Et, s’attaquant directement aux troubles raciaux, Biden s’est présenté comme un pont entre des manifestants pacifiques qui s’opposent à la violence policière qui affecte de manière disproportionnée les Noirs américains et les élus locaux et les forces de l’ordre.

« Je suis convaincu que je peux également amener la police à la table », a déclaré Biden.

Le discours intervient à un moment tendu, avant le voyage de Trump mardi – contre la volonté du gouverneur démocrate du Wisconsin, Tony Evers – à Kenosha, une ville ravagée par la violence après la fusillade par la police d’un homme noir de 29 ans, Jacob. Blake, les dégâts matériels et les pillages qui ont suivi, et le meurtre de deux manifestants là-bas.

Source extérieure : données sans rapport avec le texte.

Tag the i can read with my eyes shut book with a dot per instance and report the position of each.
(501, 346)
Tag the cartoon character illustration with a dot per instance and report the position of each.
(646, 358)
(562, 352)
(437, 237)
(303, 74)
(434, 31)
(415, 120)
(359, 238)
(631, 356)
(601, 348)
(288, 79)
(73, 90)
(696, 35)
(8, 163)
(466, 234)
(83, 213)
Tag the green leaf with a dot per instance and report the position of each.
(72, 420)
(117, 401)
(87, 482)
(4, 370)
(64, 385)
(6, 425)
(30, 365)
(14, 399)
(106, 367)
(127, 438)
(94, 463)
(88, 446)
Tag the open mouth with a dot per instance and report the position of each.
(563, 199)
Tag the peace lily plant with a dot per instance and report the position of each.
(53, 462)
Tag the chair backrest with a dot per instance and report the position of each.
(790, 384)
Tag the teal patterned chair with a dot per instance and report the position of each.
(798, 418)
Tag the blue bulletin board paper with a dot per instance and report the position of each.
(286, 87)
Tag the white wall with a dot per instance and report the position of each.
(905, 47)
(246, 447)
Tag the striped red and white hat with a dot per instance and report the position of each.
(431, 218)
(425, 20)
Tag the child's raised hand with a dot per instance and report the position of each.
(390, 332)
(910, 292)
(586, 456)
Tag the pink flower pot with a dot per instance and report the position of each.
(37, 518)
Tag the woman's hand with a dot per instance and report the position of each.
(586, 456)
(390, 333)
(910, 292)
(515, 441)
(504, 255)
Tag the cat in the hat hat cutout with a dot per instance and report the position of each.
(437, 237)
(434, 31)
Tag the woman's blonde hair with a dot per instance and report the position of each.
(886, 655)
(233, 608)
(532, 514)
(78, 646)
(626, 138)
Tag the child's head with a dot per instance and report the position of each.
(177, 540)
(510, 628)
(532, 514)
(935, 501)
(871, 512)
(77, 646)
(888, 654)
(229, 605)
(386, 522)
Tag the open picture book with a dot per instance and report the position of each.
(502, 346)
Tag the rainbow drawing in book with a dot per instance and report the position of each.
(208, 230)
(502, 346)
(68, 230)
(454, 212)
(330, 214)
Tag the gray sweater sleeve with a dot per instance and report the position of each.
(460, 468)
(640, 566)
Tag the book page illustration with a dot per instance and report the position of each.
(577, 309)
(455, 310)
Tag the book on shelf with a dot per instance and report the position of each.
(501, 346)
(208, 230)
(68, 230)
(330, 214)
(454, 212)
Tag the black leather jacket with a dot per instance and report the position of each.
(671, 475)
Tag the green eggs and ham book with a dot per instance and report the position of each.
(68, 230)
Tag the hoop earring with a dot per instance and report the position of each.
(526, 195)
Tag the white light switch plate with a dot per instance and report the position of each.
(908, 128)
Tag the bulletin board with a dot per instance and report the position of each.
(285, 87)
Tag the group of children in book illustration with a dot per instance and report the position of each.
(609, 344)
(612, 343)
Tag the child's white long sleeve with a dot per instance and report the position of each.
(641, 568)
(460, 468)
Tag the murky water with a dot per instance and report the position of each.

Trump et le Parti républicain ont clôturé la semaine dernière une convention axée sur le thème de «la loi et l’ordre», brossant un tableau profondément déformé des villes englouties par la violence de rue qui se propagerait bientôt dans les banlieues, où il doit reconstruire sa position auprès des électeurs blancs. afin de vaincre Biden, s’il ne gagne pas la réélection.

Le paysage politique à la suite des conventions des deux parties est trouble, bien que les sondages de cette semaine pourraient indiquer clairement si Biden ou Trump ont reçu un coup de pouce substantiel en sortant des conventions et si leur contenu a changé la façon dont les Américains perçoivent des problèmes tels que la brutalité policière, les manifestations et la civisme. la violence.

Trump semble inciter à des troubles sur Twitter, par exemple en saluant un convoi de partisans se dirigeant vers Portland, dans l’Oregon, comme des «grands patriotes». Il a également «aimé» un message sur Twitter encourageant les gens à lire un fil de tweets qui louait en partie Kyle Rittenhouse, un jeune de 17 ans accusé d’avoir tué deux manifestants à Kenosha.

Le retour de Biden sur la piste intervient également après des mois au cours desquels il a rarement voyagé en dehors des régions du Delaware et de Philadelphie, la pandémie ayant conduit les conseillers en santé de sa campagne à conclure que cela n’était pas possible.

Il a déclaré qu’il prévoyait de reprendre prochainement les voyages dans l’État du swing, déclarant aux partisans lors d’une récente collecte de fonds virtuelle que le Wisconsin, la Pennsylvanie, l’Arizona et le Minnesota sont des États où des visites sont en cours.

Son épouse, Jill Biden, prévoit de lancer mardi ce que la campagne appelle une combinaison « de retour à l’école » d’événements virtuels et en personne dans huit États – Michigan, Wisconsin, Caroline du Nord, Floride, Nevada, Minnesota , L’Arizona et la Pennsylvanie – ce sont tous les champs de bataille électoraux de 2020, bien que l’on ne sache pas encore combien de ces États elle visitera en personne.

CNN

Partagez sur

Laisser un commentaire

Votre adresse e-mail ne sera pas publiée.